Reference is made to FIG. 2A, which is a schematic, cross-sectional view taken along 2A—2A of FIG. 1. The data line 12 is disposed over the glass substrate 10. The common electrode 14 is disposed over the data line 12. An organic layer 18 formed over the dielectric layer 17 is used to increase a distance between the data line 12 and the common electrode 14, thereby decreasing the generated coupling capacitance between the data line 12 and the common electrode 14. Reference is also made to FIG. 3, which is a schematic, cross-sectional view taken along 3—3 of FIG. 1. The gate line 11 is disposed over the glass substrate 10. The common electrode 14 is disposed over the gate line 11. An organic layer 18 formed over the dielectric layer 17 is used to increase a distance between the gate line 11 and the common electrode 14, thereby decreasing the generated coupling capacitance between the gate line 11 and the common electrode 14. Generally, the organic layer is made of photocured acrylic type material. In the conventional IPS liquid crystal display device as shown in FIG. 2A and FIG. 3, the common electrode 14 is formed over the gate line 11 and the data line 12 for providing larger aperture ratio of the device. However, the generated coupling ratio between the data line 12 and the common electrode 14 seriously influences the rotation of the liquid crystal molecules in the display region. Please refer to FIG. 2B. The density of the electric field lines 19 between the data line 12 and the common electrode 14, particularly in the region 20, is high. Hence, if the generated coupling capacitance between the region 20 and the data line 12 could be prevented, the generated coupling capacitance between the data line 12 and the common electrode 14 can be significantly lowered. Likewise, in FIG. 3, the density of the electric field lines between the gate line 11 and the common electrode 14, particularly in the region 30, is high. Hence, if the generated coupling capacitance between the region 30 and the gate line 11 could be prevented, the generated coupling capacitance between the gate line 11 and the common electrode 14 can be significantly lowered.

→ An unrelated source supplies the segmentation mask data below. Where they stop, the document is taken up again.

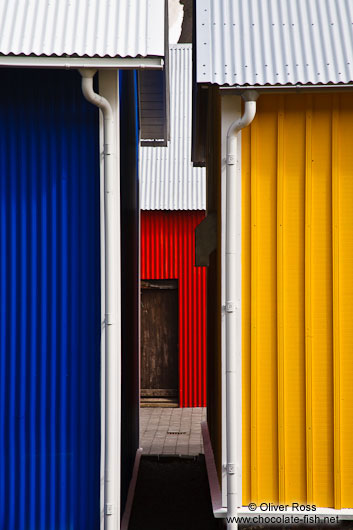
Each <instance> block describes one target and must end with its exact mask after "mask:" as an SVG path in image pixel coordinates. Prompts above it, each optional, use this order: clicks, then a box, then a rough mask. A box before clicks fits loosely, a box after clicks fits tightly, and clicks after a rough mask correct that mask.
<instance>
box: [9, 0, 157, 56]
mask: <svg viewBox="0 0 353 530" xmlns="http://www.w3.org/2000/svg"><path fill="white" fill-rule="evenodd" d="M163 28H164V0H134V1H131V0H118V1H115V2H111V1H110V0H90V1H88V0H74V1H72V0H54V1H52V0H33V1H32V2H28V1H27V0H11V1H10V2H9V1H8V0H0V54H3V55H9V54H14V55H21V54H23V55H31V54H33V55H46V56H49V55H57V56H61V55H78V56H80V57H82V56H88V57H94V56H98V57H104V56H109V57H116V56H119V57H126V56H129V57H136V56H137V55H141V56H143V57H145V56H146V55H156V56H161V57H163V56H164V30H163Z"/></svg>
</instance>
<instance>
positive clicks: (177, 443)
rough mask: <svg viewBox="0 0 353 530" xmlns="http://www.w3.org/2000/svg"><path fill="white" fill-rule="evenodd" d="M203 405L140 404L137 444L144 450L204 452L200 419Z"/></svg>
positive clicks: (201, 413) (148, 452) (148, 450)
mask: <svg viewBox="0 0 353 530" xmlns="http://www.w3.org/2000/svg"><path fill="white" fill-rule="evenodd" d="M205 420H206V408H165V407H163V408H141V409H140V447H142V449H143V453H144V454H151V455H152V454H154V455H157V454H163V455H197V454H199V453H203V442H202V435H201V422H202V421H205Z"/></svg>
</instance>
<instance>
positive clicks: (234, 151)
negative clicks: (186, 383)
mask: <svg viewBox="0 0 353 530" xmlns="http://www.w3.org/2000/svg"><path fill="white" fill-rule="evenodd" d="M257 97H258V94H257V93H256V92H255V91H247V92H245V93H244V94H243V98H244V99H245V109H244V114H243V116H242V117H241V118H240V119H238V120H235V121H234V122H233V123H232V124H231V125H230V127H229V129H228V133H227V152H226V249H225V251H226V432H227V435H226V444H227V517H234V516H236V515H237V512H238V510H239V509H240V508H241V505H242V499H241V491H242V490H241V486H242V485H241V480H242V475H241V422H242V415H241V354H242V334H241V323H242V320H241V176H240V175H239V176H237V169H238V168H239V160H238V159H237V156H238V153H237V144H238V137H237V135H238V132H239V131H240V130H241V129H243V128H244V127H246V126H247V125H249V124H250V123H251V122H252V120H253V119H254V117H255V114H256V99H257ZM239 402H240V406H239ZM227 528H228V529H235V528H237V524H236V523H235V522H234V523H232V522H229V523H228V524H227Z"/></svg>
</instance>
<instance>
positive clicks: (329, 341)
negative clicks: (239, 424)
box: [242, 93, 353, 508]
mask: <svg viewBox="0 0 353 530" xmlns="http://www.w3.org/2000/svg"><path fill="white" fill-rule="evenodd" d="M242 179H243V198H242V200H243V203H242V205H243V213H242V216H243V503H244V505H247V504H248V503H249V502H250V501H253V502H256V503H259V502H280V503H290V502H302V503H310V504H316V505H317V506H321V507H334V508H353V97H352V95H351V94H348V93H341V94H315V95H314V94H313V95H312V94H310V95H306V94H305V95H288V96H287V95H286V96H282V95H280V96H278V95H277V96H272V95H271V96H261V97H260V99H259V100H258V111H257V116H256V118H255V120H254V122H253V124H252V125H251V128H250V127H249V128H247V129H245V130H244V131H243V133H242Z"/></svg>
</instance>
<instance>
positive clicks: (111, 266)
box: [80, 69, 121, 530]
mask: <svg viewBox="0 0 353 530" xmlns="http://www.w3.org/2000/svg"><path fill="white" fill-rule="evenodd" d="M95 72H96V70H93V69H82V70H80V73H81V75H82V92H83V95H84V97H85V98H86V99H87V101H89V102H91V103H93V105H96V106H97V107H99V108H100V109H101V111H102V113H103V120H104V230H105V465H104V523H105V524H104V528H105V530H118V529H119V528H120V431H119V426H120V414H121V410H120V409H121V396H120V386H121V384H120V373H121V370H120V368H121V360H120V330H119V322H118V275H117V271H118V270H119V263H118V262H119V234H118V233H117V227H118V226H119V225H118V223H119V215H118V213H119V212H118V211H117V197H116V193H117V175H116V147H115V143H114V139H115V134H114V120H113V110H112V107H111V105H110V103H109V101H108V100H107V99H106V98H104V97H102V96H100V95H99V94H97V93H95V92H94V90H93V76H94V74H95Z"/></svg>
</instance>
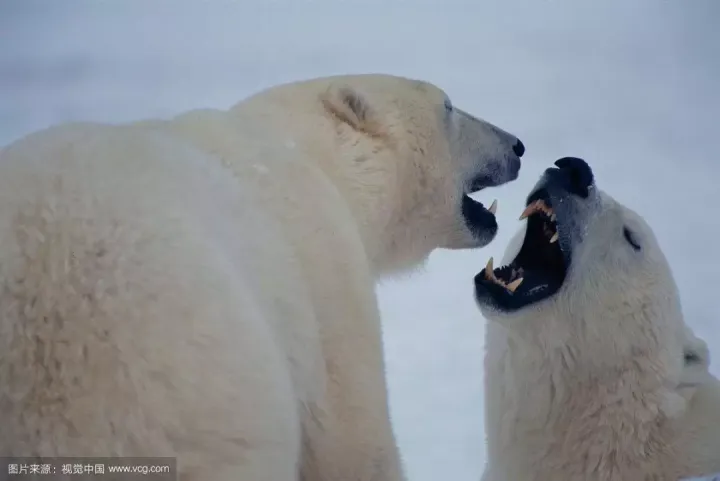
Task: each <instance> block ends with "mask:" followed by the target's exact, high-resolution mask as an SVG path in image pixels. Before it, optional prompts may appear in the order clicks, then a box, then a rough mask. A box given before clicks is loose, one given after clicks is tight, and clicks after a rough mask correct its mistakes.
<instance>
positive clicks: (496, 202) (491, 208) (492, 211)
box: [488, 199, 497, 214]
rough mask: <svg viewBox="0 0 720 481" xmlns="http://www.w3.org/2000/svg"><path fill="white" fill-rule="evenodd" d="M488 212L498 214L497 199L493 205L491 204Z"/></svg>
mask: <svg viewBox="0 0 720 481" xmlns="http://www.w3.org/2000/svg"><path fill="white" fill-rule="evenodd" d="M488 211H490V212H491V213H492V214H495V212H497V199H495V200H494V201H493V203H492V204H490V207H488Z"/></svg>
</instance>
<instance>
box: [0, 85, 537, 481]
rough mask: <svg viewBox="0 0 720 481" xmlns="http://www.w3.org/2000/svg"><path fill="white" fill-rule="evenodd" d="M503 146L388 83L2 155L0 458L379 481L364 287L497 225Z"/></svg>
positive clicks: (380, 416)
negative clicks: (495, 205) (177, 459)
mask: <svg viewBox="0 0 720 481" xmlns="http://www.w3.org/2000/svg"><path fill="white" fill-rule="evenodd" d="M524 150H525V148H524V146H523V144H522V142H520V141H519V140H518V139H517V138H516V137H515V136H513V135H511V134H509V133H507V132H505V131H503V130H501V129H499V128H498V127H496V126H494V125H492V124H489V123H487V122H485V121H483V120H481V119H478V118H476V117H473V116H472V115H470V114H469V113H467V112H465V111H463V110H461V109H459V108H456V107H455V106H454V105H453V104H452V102H451V101H450V98H449V97H448V95H447V94H446V93H445V92H443V91H442V90H441V89H440V88H438V87H436V86H434V85H431V84H429V83H426V82H422V81H417V80H413V79H407V78H400V77H394V76H389V75H353V76H339V77H329V78H319V79H313V80H307V81H301V82H296V83H291V84H285V85H281V86H277V87H274V88H270V89H268V90H266V91H263V92H259V93H257V94H255V95H253V96H251V97H250V98H248V99H246V100H244V101H242V102H240V103H238V104H237V105H235V106H234V107H232V108H230V109H228V110H225V111H219V110H197V111H192V112H188V113H186V114H183V115H179V116H178V117H176V118H173V119H169V120H146V121H140V122H135V123H131V124H124V125H106V124H89V123H78V124H70V125H63V126H56V127H53V128H50V129H48V130H44V131H41V132H37V133H34V134H31V135H29V136H27V137H25V138H23V139H20V140H18V141H16V142H14V143H13V144H11V145H9V146H7V147H5V148H4V149H3V150H2V151H1V152H0V281H1V282H2V291H1V292H0V309H1V313H0V454H1V455H3V456H55V455H57V456H60V455H64V456H177V459H178V463H179V470H180V479H183V480H185V481H191V480H202V481H214V480H217V481H220V480H222V481H227V480H243V481H290V480H298V479H304V480H308V481H309V480H313V481H322V480H325V481H330V480H332V481H337V480H350V479H352V480H358V481H360V480H367V481H370V480H375V481H381V480H387V481H390V480H393V481H397V480H400V479H401V478H402V468H401V463H400V461H399V456H398V452H397V447H396V443H395V439H394V435H393V432H392V429H391V424H390V421H389V417H388V408H387V392H386V383H385V377H384V360H383V353H382V343H381V330H380V320H379V315H378V306H377V300H376V296H375V284H376V281H377V280H378V279H379V278H380V277H381V276H383V275H386V274H391V273H395V272H397V271H399V270H404V269H411V268H412V267H414V266H417V265H418V264H420V263H422V262H423V261H424V260H425V259H426V258H427V256H428V255H429V254H430V252H431V251H433V250H434V249H436V248H448V249H465V248H475V247H480V246H484V245H486V244H488V243H489V242H490V241H491V240H492V239H493V238H494V236H495V234H496V231H497V223H496V220H495V215H494V212H495V205H494V204H493V205H490V206H489V207H486V206H484V205H483V204H482V203H480V202H478V201H476V200H473V199H472V198H471V197H470V196H469V195H468V194H471V193H473V192H476V191H479V190H481V189H484V188H486V187H492V186H497V185H500V184H503V183H506V182H509V181H512V180H514V179H516V178H517V176H518V172H519V169H520V157H521V156H522V155H523V152H524Z"/></svg>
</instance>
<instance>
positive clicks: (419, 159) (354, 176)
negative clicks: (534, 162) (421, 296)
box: [257, 74, 525, 271]
mask: <svg viewBox="0 0 720 481" xmlns="http://www.w3.org/2000/svg"><path fill="white" fill-rule="evenodd" d="M270 98H272V99H274V100H272V101H270V102H268V99H270ZM258 99H259V100H261V102H260V103H258V104H257V105H258V108H257V110H258V111H260V110H262V113H261V114H260V115H262V116H265V117H267V116H268V115H274V114H271V113H269V112H271V111H272V109H271V108H269V105H270V104H272V105H279V106H280V108H279V109H275V110H274V111H275V112H279V114H278V116H282V115H285V116H287V117H288V118H287V119H283V120H282V122H285V123H286V125H287V132H288V133H287V135H288V136H293V144H294V145H296V147H295V148H305V150H306V151H307V152H308V153H309V154H310V156H311V157H312V158H313V159H317V162H319V163H321V164H322V165H321V167H322V169H323V171H324V172H325V174H326V175H327V176H328V177H330V178H331V180H332V181H333V183H334V185H335V186H336V187H337V189H338V190H339V191H340V193H341V195H342V196H343V198H344V199H345V200H346V202H347V203H348V205H349V207H350V209H351V211H352V213H353V215H354V216H355V218H356V221H357V225H358V226H359V228H360V231H361V235H362V236H363V241H364V243H365V248H366V250H367V251H368V255H369V257H370V258H371V259H372V261H373V264H374V265H375V266H376V267H377V270H381V271H395V270H402V269H404V268H407V267H412V266H414V265H417V264H418V263H420V262H422V261H423V260H424V259H425V258H426V257H427V256H428V255H429V254H430V252H431V251H432V250H433V249H435V248H449V249H462V248H473V247H480V246H484V245H486V244H488V243H489V242H490V241H491V240H492V239H493V238H494V237H495V234H496V232H497V223H496V219H495V215H494V211H495V207H494V206H492V205H490V203H487V204H488V205H483V204H482V203H481V202H478V201H476V200H474V199H472V198H471V197H470V196H469V195H468V194H471V193H474V192H477V191H480V190H482V189H485V188H488V187H492V186H498V185H501V184H504V183H506V182H510V181H512V180H515V179H516V178H517V177H518V173H519V170H520V157H521V156H522V155H523V153H524V151H525V147H524V145H523V144H522V142H521V141H520V140H518V139H517V138H516V137H515V136H513V135H511V134H509V133H507V132H505V131H503V130H501V129H500V128H498V127H496V126H494V125H492V124H490V123H488V122H486V121H484V120H481V119H479V118H477V117H474V116H472V115H471V114H469V113H468V112H466V111H464V110H462V109H460V108H458V106H456V105H454V104H453V102H452V100H451V99H450V97H449V96H448V95H447V94H446V93H445V92H444V91H443V90H441V89H440V88H438V87H436V86H434V85H432V84H430V83H427V82H423V81H418V80H413V79H408V78H404V77H397V76H392V75H379V74H362V75H343V76H333V77H323V78H319V79H311V80H306V81H302V82H297V83H292V84H287V85H282V86H278V87H274V88H273V89H271V91H269V92H266V93H264V94H263V95H262V97H258ZM288 114H290V115H288ZM273 122H274V124H277V120H273ZM301 129H302V133H301V134H300V135H298V132H299V131H300V130H301ZM301 143H304V144H305V145H301Z"/></svg>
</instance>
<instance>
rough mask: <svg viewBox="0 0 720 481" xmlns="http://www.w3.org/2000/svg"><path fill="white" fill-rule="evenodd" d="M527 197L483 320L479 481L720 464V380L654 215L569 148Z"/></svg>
mask: <svg viewBox="0 0 720 481" xmlns="http://www.w3.org/2000/svg"><path fill="white" fill-rule="evenodd" d="M556 166H557V168H554V167H553V168H550V169H547V170H546V172H545V174H544V176H543V177H542V178H541V179H540V181H539V182H538V184H537V185H536V186H535V188H534V190H533V192H532V193H531V194H530V196H529V197H528V198H527V206H528V207H527V209H526V210H525V212H523V215H522V216H521V218H525V217H527V223H526V224H525V226H524V228H523V229H521V230H520V232H518V234H517V235H516V236H515V238H514V240H513V241H511V243H510V246H509V247H508V249H507V251H506V254H505V258H504V259H503V263H504V266H503V267H500V268H497V269H493V268H492V266H491V264H492V262H490V263H489V265H488V267H487V268H486V269H485V270H484V271H483V272H481V273H479V274H478V275H477V276H476V278H475V292H476V298H477V302H478V305H479V307H480V309H481V311H482V313H483V315H484V316H485V317H486V318H487V319H488V320H489V322H488V325H487V334H486V335H487V338H486V344H487V353H486V360H485V363H486V365H485V376H486V385H485V396H486V405H485V406H486V407H485V408H486V431H487V441H488V465H487V467H486V471H485V475H484V478H483V479H484V481H507V480H513V481H527V480H533V481H559V480H562V481H575V480H577V481H579V480H583V481H593V480H594V481H629V480H633V481H651V480H652V481H666V480H667V481H677V480H678V479H679V478H681V477H689V476H699V475H705V474H709V473H716V472H718V471H720V383H718V381H717V379H715V378H713V377H712V376H711V375H710V373H709V372H708V364H709V356H708V353H707V347H706V346H705V344H704V343H703V342H702V341H701V340H699V339H697V338H695V336H694V335H693V334H692V332H691V331H690V330H689V329H688V328H687V327H686V325H685V322H684V319H683V316H682V313H681V306H680V300H679V296H678V290H677V288H676V285H675V283H674V280H673V276H672V273H671V270H670V267H669V266H668V263H667V262H666V259H665V257H664V255H663V252H662V251H661V249H660V246H659V245H658V242H657V240H656V238H655V236H654V234H653V232H652V230H651V228H650V227H649V226H648V225H647V224H646V223H645V222H644V220H643V219H642V218H641V217H640V216H639V215H637V214H636V213H634V212H633V211H631V210H630V209H628V208H626V207H624V206H623V205H621V204H619V203H618V202H616V201H615V200H613V199H612V198H611V197H610V196H609V195H607V194H606V193H604V192H602V191H601V190H599V189H597V188H596V185H595V183H594V180H593V174H592V171H591V169H590V167H589V166H588V165H587V163H585V162H584V161H583V160H581V159H577V158H569V157H568V158H563V159H561V160H558V161H557V162H556Z"/></svg>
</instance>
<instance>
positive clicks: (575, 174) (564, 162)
mask: <svg viewBox="0 0 720 481" xmlns="http://www.w3.org/2000/svg"><path fill="white" fill-rule="evenodd" d="M555 165H556V166H558V168H559V169H560V170H559V174H560V177H561V179H562V183H563V184H564V187H565V188H566V189H567V191H568V192H570V193H571V194H575V195H578V196H580V197H582V198H586V197H587V196H588V188H589V187H590V186H591V185H592V183H593V179H594V177H593V173H592V169H591V168H590V166H589V165H588V164H587V162H585V161H584V160H583V159H578V158H577V157H563V158H562V159H558V160H556V161H555Z"/></svg>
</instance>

Although U.S. Pat. No. 6,069,678 has provided a solution for an IPS liquid crystal display device manufactured from a top gate transistor. No solution is provided for an IPS liquid crystal display device manufactured from a bottom gate transistor. The IPS liquid crystal display device manufactured from a top gate transistor can merely lower the generated coupling capacitance between the common electrode and the data line, where the generated coupling capacitance between the common electrode and the gate line can not be lowered.